Doing Translation in Conflicted Multiethnic Multilingual and Multireligious Contexts
Many Bible translation projects are initiated in multiethnic, multilingual, and multi-religious contexts. Colonization has affected each of these 'multi' dynamics. Quality Bible translation processes and outcomes depend upon navigating these dynamics in ways that seek to transform colonial legacies.
Drawing on Mamdani’s analysis of the colonial system of direct and indirect rule, and his analysis of the colonial making of ‘tribe’, this paper suggests that Bible translation could be carried out in a manner that strives to transcend colonial practices and legacies by using the Contextual Bible Study method (CBS). The CBS method prioritizes life-giving purposes and uses life-giving processes that can be calibrated to address the multiethnic, multilingual, and multi-religious dynamics that characterize three entangled contexts that often come together in Bible translation projects.

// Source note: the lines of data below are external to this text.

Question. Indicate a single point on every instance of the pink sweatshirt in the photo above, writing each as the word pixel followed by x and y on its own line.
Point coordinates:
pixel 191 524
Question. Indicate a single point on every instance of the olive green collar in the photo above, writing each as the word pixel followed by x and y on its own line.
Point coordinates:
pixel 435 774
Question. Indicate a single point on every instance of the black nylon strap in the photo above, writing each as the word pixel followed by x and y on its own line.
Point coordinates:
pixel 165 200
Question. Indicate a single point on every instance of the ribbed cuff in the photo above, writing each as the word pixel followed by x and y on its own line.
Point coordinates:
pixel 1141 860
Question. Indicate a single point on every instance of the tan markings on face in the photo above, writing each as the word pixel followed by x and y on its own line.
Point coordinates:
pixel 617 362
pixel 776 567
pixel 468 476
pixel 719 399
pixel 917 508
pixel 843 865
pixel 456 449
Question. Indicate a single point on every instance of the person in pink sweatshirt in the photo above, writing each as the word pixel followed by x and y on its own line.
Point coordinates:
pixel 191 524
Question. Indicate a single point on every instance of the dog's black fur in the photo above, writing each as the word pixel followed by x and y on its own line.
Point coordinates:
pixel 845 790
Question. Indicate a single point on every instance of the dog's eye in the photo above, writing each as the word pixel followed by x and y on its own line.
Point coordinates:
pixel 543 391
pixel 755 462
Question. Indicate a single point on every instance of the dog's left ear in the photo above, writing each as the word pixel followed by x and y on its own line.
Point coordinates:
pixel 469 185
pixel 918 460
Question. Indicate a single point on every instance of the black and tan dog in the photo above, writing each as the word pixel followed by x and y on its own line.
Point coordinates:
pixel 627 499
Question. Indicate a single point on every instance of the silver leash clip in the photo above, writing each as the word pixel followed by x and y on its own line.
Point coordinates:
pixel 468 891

One entangled context is the post-colonial church which encompasses differently colonized urban and rural locales. A second entangled context are communities where Bible translation occurs. A third entangled context are the mission agencies that are called to support Bible translation carried out by post-colonial church bodies among tribalized and minoritized ethno-linguistic groups. How can the CBS method be calibrated for each of these three contexts to facilitate emancipatory dialogue about multiethnic, multilingual, and multi-religious dynamics in the Bible and among differently entangled agents of mission? A case study will be presented engaging North American mission agencies and mission agents with a Contextual Bible Study on Genesis 14 around ethnicity, ‘tribe,’ and conflict.